Ulrich agreed. That was his theory, that moral values are not absolutes but functional concepts. But when we moralize and generalize, we detach them from their natural context: “And that,” he said, “is probably already the point where something is amiss
on the path to virtue.”
“How else could moral people manage to be so dreary,” Agathe added, “when their intention to be good ought to be the most delightful, the most challenging, and the most engaging thing one could possibly imagine!”
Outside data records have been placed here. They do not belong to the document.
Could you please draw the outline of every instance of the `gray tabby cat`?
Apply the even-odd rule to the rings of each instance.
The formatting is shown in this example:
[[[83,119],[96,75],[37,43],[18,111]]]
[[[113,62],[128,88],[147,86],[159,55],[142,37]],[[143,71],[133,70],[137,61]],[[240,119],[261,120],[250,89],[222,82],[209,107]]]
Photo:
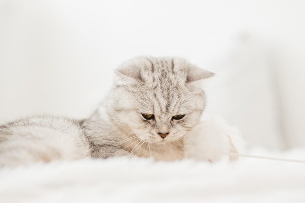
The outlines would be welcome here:
[[[184,138],[205,106],[196,82],[213,74],[181,58],[143,57],[115,74],[110,93],[87,119],[40,116],[0,126],[0,166],[86,157],[183,158]]]

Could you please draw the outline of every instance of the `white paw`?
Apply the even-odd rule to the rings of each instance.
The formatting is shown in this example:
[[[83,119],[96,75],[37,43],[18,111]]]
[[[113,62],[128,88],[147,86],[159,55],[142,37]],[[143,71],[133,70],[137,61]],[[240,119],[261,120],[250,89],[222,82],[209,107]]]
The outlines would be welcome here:
[[[243,148],[239,132],[220,119],[202,121],[185,139],[187,158],[214,162],[226,157],[230,161],[237,157],[229,156]]]

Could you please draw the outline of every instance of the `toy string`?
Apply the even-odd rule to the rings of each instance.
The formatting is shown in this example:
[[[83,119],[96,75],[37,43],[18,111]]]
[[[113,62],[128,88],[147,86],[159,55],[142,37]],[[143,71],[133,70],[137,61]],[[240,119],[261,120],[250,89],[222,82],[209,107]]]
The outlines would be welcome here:
[[[283,162],[288,162],[293,163],[300,163],[305,164],[305,160],[296,159],[284,159],[282,158],[271,157],[264,156],[253,155],[250,154],[240,154],[239,153],[225,153],[225,154],[229,156],[238,156],[240,157],[253,158],[255,159],[266,159],[268,160],[280,161]]]

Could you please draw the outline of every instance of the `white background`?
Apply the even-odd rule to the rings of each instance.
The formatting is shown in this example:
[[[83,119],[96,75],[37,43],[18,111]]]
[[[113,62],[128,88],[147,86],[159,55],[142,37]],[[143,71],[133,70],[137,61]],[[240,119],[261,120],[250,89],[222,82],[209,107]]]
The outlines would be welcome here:
[[[179,56],[216,73],[208,108],[250,146],[305,147],[302,0],[0,0],[0,123],[83,118],[112,70]]]

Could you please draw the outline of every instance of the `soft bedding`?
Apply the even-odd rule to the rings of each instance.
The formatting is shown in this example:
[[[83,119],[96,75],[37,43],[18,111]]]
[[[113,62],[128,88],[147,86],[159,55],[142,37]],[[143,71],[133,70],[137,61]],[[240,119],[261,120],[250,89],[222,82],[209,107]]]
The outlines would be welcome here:
[[[305,159],[304,150],[259,155]],[[0,203],[42,202],[304,203],[305,164],[121,157],[0,169]]]

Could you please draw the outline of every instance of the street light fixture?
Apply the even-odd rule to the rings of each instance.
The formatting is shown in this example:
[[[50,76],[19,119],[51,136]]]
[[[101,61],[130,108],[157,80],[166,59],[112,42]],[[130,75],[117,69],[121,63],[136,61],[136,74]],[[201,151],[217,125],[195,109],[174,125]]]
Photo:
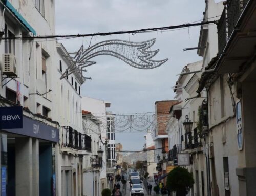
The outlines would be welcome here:
[[[160,161],[160,155],[158,155],[157,156],[157,160],[158,161]]]
[[[186,119],[182,123],[183,124],[184,128],[186,133],[190,133],[192,131],[192,126],[193,125],[193,122],[188,118],[188,115],[187,114],[186,115]]]
[[[162,155],[163,156],[163,160],[165,159],[165,157],[166,156],[166,152],[165,151],[165,150],[163,150],[163,151],[162,151]]]
[[[99,158],[102,158],[103,157],[103,153],[104,151],[101,149],[101,146],[100,147],[99,149],[97,151],[98,153],[98,155],[99,155]]]

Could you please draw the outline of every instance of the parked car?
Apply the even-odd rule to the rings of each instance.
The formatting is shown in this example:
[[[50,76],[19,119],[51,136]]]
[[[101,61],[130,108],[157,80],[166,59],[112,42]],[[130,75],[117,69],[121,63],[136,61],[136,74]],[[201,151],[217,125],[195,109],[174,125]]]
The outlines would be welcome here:
[[[144,196],[144,188],[141,184],[134,184],[131,190],[132,196],[139,195]]]
[[[132,187],[134,185],[141,185],[141,181],[140,180],[140,179],[133,179],[131,180],[131,181],[130,181],[130,187],[132,188]]]
[[[140,179],[140,174],[138,172],[131,172],[130,179]]]

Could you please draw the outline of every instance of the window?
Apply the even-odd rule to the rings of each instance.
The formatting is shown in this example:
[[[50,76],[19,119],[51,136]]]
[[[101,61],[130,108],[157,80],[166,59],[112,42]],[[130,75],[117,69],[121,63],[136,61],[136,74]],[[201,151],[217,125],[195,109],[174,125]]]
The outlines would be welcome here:
[[[45,16],[45,0],[35,0],[35,7]]]
[[[6,99],[9,101],[12,101],[14,103],[16,103],[16,94],[15,91],[12,91],[9,89],[6,88],[5,90],[5,94]]]
[[[225,115],[225,104],[224,104],[224,76],[221,76],[220,81],[221,89],[221,117],[223,117]]]
[[[8,29],[7,25],[5,25],[5,38],[14,37],[15,35]],[[5,41],[5,53],[15,54],[15,39],[10,39],[6,40]]]
[[[46,85],[46,58],[45,56],[42,54],[42,80],[45,82]]]
[[[38,103],[36,103],[36,113],[37,114],[41,114],[41,104]]]
[[[59,60],[59,70],[62,72],[62,62],[60,60]]]
[[[46,117],[49,117],[49,109],[45,106],[42,106],[42,116],[44,116]]]
[[[29,107],[29,99],[25,96],[23,96],[23,107]]]

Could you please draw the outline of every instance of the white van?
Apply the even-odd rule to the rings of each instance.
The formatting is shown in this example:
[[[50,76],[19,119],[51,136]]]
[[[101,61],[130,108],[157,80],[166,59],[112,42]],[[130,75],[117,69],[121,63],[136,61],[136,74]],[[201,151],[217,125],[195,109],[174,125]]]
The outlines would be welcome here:
[[[140,179],[140,174],[138,172],[131,172],[130,179]]]

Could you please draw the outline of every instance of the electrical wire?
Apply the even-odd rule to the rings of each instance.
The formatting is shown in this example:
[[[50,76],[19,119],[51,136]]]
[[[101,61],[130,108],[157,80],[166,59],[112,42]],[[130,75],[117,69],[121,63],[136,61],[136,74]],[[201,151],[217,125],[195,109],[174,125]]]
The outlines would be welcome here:
[[[106,32],[106,33],[91,33],[91,34],[76,34],[76,35],[48,35],[44,36],[34,36],[34,37],[5,37],[3,38],[3,39],[55,39],[57,38],[77,38],[81,37],[91,37],[95,36],[106,36],[110,35],[118,35],[118,34],[129,34],[132,33],[134,34],[136,33],[145,33],[148,32],[156,32],[158,31],[163,31],[169,29],[180,29],[184,27],[193,27],[197,26],[201,26],[203,25],[207,25],[210,24],[216,24],[216,20],[212,21],[202,21],[201,23],[187,23],[179,25],[175,25],[167,27],[156,27],[152,28],[147,29],[142,29],[139,30],[131,30],[131,31],[115,31],[112,32]]]

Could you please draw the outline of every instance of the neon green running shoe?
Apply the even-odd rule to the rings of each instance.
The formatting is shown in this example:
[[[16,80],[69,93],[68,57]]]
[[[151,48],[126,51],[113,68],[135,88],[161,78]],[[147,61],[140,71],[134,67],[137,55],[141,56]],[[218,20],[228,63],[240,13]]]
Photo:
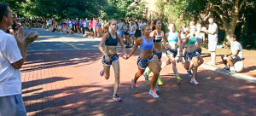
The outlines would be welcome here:
[[[179,84],[182,82],[183,78],[181,78],[179,76],[177,77],[177,83]]]
[[[160,86],[164,84],[164,83],[162,82],[162,80],[161,80],[160,78],[158,78],[157,83],[158,83],[158,84],[159,84]]]

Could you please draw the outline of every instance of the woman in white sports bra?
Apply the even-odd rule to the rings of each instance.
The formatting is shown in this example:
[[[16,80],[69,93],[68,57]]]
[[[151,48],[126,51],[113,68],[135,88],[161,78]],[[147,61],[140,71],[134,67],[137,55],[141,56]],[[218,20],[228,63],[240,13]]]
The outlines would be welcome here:
[[[154,41],[154,48],[157,50],[156,55],[158,57],[158,60],[160,61],[160,65],[161,65],[161,57],[162,57],[162,39],[164,38],[164,32],[160,29],[162,28],[162,22],[160,20],[154,20],[154,26],[153,30],[150,33],[150,37],[153,38]],[[148,75],[151,72],[151,70],[147,68],[146,72],[143,73],[143,76],[145,77],[146,81],[148,81]],[[158,81],[159,85],[162,85],[163,82],[161,81],[160,76],[158,76]]]

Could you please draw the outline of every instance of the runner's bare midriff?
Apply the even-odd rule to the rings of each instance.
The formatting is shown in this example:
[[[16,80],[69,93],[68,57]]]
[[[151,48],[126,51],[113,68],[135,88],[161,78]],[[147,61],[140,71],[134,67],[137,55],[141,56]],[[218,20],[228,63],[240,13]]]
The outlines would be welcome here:
[[[117,46],[105,45],[105,52],[108,55],[117,54]]]
[[[169,42],[167,47],[172,50],[177,50],[177,44],[176,42]]]
[[[140,52],[140,57],[143,59],[148,59],[153,55],[153,50],[152,49],[147,49],[147,50],[141,50]]]
[[[194,52],[195,50],[195,44],[187,44],[187,52]]]
[[[196,49],[201,48],[201,43],[195,43]]]
[[[157,49],[157,51],[162,51],[162,44],[161,43],[154,43],[154,48]]]

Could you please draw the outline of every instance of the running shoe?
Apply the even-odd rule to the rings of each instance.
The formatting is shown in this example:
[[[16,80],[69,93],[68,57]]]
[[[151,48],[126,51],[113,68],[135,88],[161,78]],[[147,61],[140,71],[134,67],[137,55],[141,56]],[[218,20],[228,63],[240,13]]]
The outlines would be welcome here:
[[[161,69],[163,69],[166,66],[166,62],[162,62],[161,64]]]
[[[159,85],[158,85],[157,83],[155,84],[154,90],[155,90],[156,92],[159,91]]]
[[[223,68],[222,70],[223,70],[223,71],[230,71],[230,68],[224,67],[224,68]]]
[[[135,88],[136,88],[136,84],[134,84],[134,79],[131,79],[131,88],[133,90],[135,90]]]
[[[115,101],[117,101],[117,102],[122,102],[122,98],[119,97],[117,94],[114,94],[113,96],[113,99],[115,100]]]
[[[214,62],[212,62],[212,61],[208,61],[208,62],[207,62],[207,65],[213,65],[213,66],[216,65]]]
[[[162,82],[162,80],[161,80],[161,78],[158,78],[158,79],[157,79],[157,83],[158,83],[158,84],[159,84],[160,86],[161,86],[161,85],[163,85],[163,84],[164,84],[164,83]]]
[[[229,74],[230,74],[230,75],[233,75],[233,74],[236,74],[236,71],[230,71],[230,72],[229,72]]]
[[[187,70],[188,73],[189,73],[189,76],[192,77],[193,73],[191,72],[190,70]]]
[[[195,84],[195,85],[198,85],[198,84],[199,84],[199,83],[195,80],[195,78],[191,78],[190,83],[191,83],[191,84]]]
[[[143,72],[143,76],[145,77],[146,83],[148,83],[148,76],[147,75],[146,72]]]
[[[104,75],[104,69],[102,69],[101,72],[100,72],[100,75],[101,77],[102,77]]]
[[[148,94],[151,95],[154,98],[158,98],[159,97],[159,96],[157,95],[155,90],[149,90]]]
[[[177,76],[177,83],[179,84],[182,81],[183,81],[183,78],[181,78],[179,76]]]

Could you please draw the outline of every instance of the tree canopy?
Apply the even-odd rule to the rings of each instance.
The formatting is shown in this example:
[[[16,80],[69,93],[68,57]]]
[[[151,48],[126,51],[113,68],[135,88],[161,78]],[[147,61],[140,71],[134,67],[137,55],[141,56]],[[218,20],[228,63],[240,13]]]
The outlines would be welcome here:
[[[44,18],[140,18],[145,2],[135,0],[3,0],[18,15]]]

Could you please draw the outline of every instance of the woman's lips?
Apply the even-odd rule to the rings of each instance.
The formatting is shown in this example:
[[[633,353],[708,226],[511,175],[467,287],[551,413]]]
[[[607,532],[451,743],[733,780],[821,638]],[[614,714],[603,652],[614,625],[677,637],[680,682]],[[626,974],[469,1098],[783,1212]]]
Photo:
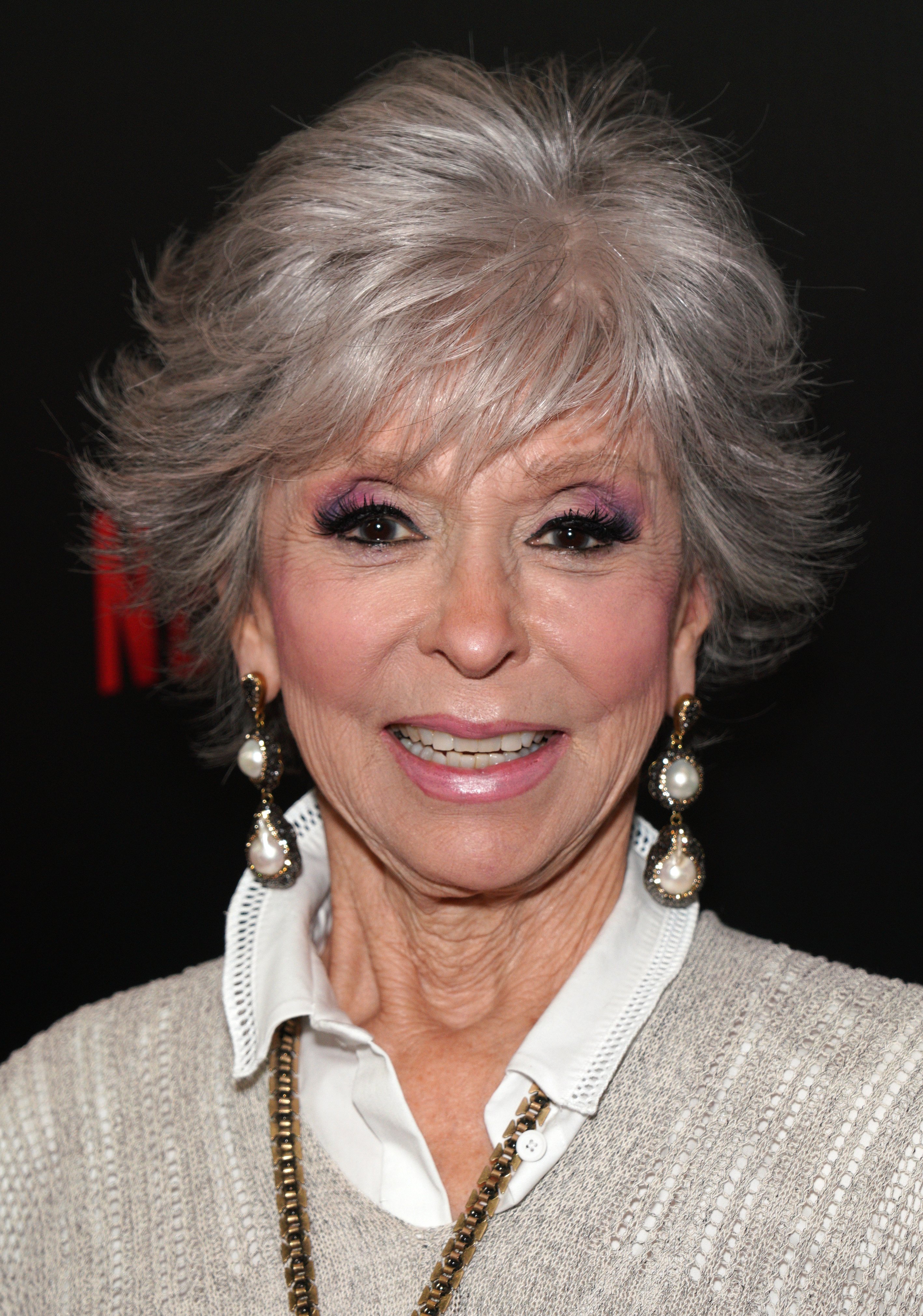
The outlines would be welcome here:
[[[439,719],[443,721],[442,719]],[[454,720],[452,720],[454,721]],[[433,728],[434,719],[427,719],[430,729]],[[500,728],[501,724],[490,724],[490,730],[494,726]],[[506,728],[511,724],[502,724],[502,736],[513,737],[517,733],[508,730]],[[546,732],[546,730],[530,730],[526,734],[526,740],[531,740],[531,744],[526,747],[519,749],[518,753],[508,750],[510,754],[504,762],[492,762],[490,766],[477,767],[456,767],[452,763],[439,762],[434,759],[421,758],[418,754],[406,749],[404,741],[410,742],[409,737],[404,734],[406,724],[400,724],[397,726],[384,730],[381,734],[385,738],[385,744],[390,749],[398,766],[406,772],[410,780],[419,787],[419,790],[429,795],[431,799],[437,800],[506,800],[515,795],[522,795],[530,791],[534,786],[551,772],[555,767],[557,759],[561,757],[565,749],[567,737],[563,732]],[[447,732],[446,734],[454,734],[456,738],[460,734],[460,724],[454,721],[454,732]],[[488,728],[485,725],[475,725],[471,722],[464,724],[464,730],[477,732],[477,736],[464,737],[465,741],[490,741],[493,737],[485,736]],[[519,734],[525,728],[522,722],[518,724]],[[547,736],[539,747],[534,747],[535,741],[539,737]],[[501,737],[500,730],[494,730],[494,737]],[[502,738],[502,737],[501,737]],[[490,745],[490,749],[493,746]],[[486,745],[485,745],[486,750]],[[444,758],[446,754],[437,751],[439,759]],[[463,757],[468,759],[471,755],[464,753]],[[488,754],[479,754],[479,758],[485,758]],[[494,751],[489,754],[489,759],[496,759],[500,753]]]

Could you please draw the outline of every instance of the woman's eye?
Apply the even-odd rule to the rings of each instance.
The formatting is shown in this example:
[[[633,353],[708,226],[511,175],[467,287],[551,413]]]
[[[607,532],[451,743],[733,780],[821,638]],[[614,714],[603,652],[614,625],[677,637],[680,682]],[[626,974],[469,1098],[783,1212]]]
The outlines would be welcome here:
[[[536,549],[565,549],[572,553],[590,553],[607,549],[613,544],[630,544],[638,537],[638,528],[621,513],[594,516],[557,516],[546,521],[542,529],[527,540]]]
[[[535,536],[530,544],[548,549],[598,549],[602,540],[597,540],[589,530],[582,530],[579,525],[559,525],[554,530]]]
[[[576,553],[585,553],[588,549],[607,547],[613,540],[611,536],[593,534],[588,525],[571,521],[546,526],[529,542],[532,547],[572,549]]]
[[[401,540],[415,540],[419,536],[404,521],[398,521],[397,517],[376,513],[355,521],[343,533],[343,538],[358,544],[398,544]]]

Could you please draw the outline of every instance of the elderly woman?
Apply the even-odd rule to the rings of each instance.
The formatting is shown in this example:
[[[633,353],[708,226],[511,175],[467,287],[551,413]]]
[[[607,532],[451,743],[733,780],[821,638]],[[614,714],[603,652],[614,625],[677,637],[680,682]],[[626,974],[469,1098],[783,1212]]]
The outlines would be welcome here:
[[[142,321],[84,474],[259,800],[224,965],[5,1066],[4,1309],[918,1311],[923,995],[696,899],[697,682],[844,542],[709,146],[632,67],[413,58]]]

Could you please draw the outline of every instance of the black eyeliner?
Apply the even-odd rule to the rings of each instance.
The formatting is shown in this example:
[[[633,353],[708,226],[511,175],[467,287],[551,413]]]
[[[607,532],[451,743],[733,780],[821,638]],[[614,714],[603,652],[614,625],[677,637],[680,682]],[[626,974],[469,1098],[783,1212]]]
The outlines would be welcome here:
[[[561,516],[555,516],[550,521],[546,521],[535,534],[531,534],[530,540],[538,540],[551,530],[581,530],[585,534],[592,534],[593,538],[601,540],[602,545],[631,544],[639,534],[634,517],[621,509],[604,512],[600,507],[594,507],[592,512],[571,511],[564,512]],[[575,550],[563,549],[561,551],[569,553]],[[592,550],[585,549],[582,551]]]
[[[320,508],[314,513],[314,521],[321,534],[337,536],[346,534],[347,530],[355,529],[356,525],[362,525],[363,521],[368,521],[375,516],[389,517],[393,521],[400,521],[401,525],[406,525],[417,534],[421,533],[406,512],[401,512],[400,507],[394,507],[393,503],[383,503],[367,496],[363,496],[362,503],[358,503],[348,494],[346,497],[337,499],[330,507]]]

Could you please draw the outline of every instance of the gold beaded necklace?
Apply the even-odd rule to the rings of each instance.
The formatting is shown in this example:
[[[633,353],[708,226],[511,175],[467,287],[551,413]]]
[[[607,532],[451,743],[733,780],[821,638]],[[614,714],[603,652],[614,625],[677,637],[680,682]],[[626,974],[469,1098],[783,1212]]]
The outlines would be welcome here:
[[[281,1257],[285,1267],[288,1305],[298,1316],[320,1316],[314,1266],[310,1259],[310,1221],[301,1158],[298,1119],[298,1046],[301,1020],[280,1024],[270,1051],[270,1137],[276,1178],[276,1205],[281,1230]],[[417,1299],[413,1316],[444,1312],[462,1283],[465,1266],[475,1255],[497,1209],[497,1203],[521,1165],[517,1142],[544,1123],[551,1100],[535,1084],[522,1099],[515,1119],[484,1166],[475,1191],[452,1225],[442,1259],[435,1263],[429,1283]]]

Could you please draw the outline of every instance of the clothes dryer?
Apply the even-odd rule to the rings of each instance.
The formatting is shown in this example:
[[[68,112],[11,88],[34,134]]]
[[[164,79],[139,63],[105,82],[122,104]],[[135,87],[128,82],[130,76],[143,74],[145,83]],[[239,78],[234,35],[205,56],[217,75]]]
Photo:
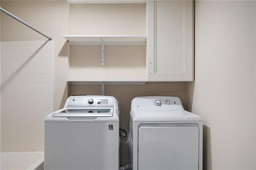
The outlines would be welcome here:
[[[113,97],[68,97],[45,119],[45,169],[118,170],[119,117]]]
[[[134,170],[202,169],[202,119],[178,98],[136,97],[130,121]]]

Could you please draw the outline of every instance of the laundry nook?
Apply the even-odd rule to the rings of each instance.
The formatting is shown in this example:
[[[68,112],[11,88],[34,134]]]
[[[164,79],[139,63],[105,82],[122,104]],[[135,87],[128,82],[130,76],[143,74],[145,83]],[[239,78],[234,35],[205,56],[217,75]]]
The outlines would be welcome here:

Her brother hesitated; but suddenly he let slip a statement that led their relationship into unusual terrain. “Our morality,” he declared, “is the crystallization of an inner movement that is completely different from it! None of what we say adds up! Take any phrase—here’s one I just thought of: ‘Prison is a place for repentance!’ Anyone can say this with a good conscience, but no one takes it literally, because it would amount to hellfire for prisoners! So how is one to take it? I’m sure few people know what repentance is, but everyone can tell you the place where repentance should properly reign. Or just think of something ‘uplifting’: how did that notion find its way into moral discourse, and where did it come from? When were we ever so prostrate, with our faces in the dust, that it was a blessing to be uplifted? Or imagine being literally in the grip of an idea: the moment you experienced that as a palpable reality, you would already be deep in the realm of lunacy! And so every word needs to be taken literally, otherwise it decays into a lie, but no word should be taken literally, otherwise the world will turn into a madhouse! Some great rapture rises out of this as an obscure memory, and it can be tempting to imagine that our experience consists entirely of fragments torn from an ancient wholeness that was destroyed a long time ago and was then put together again in a way that was all wrong.”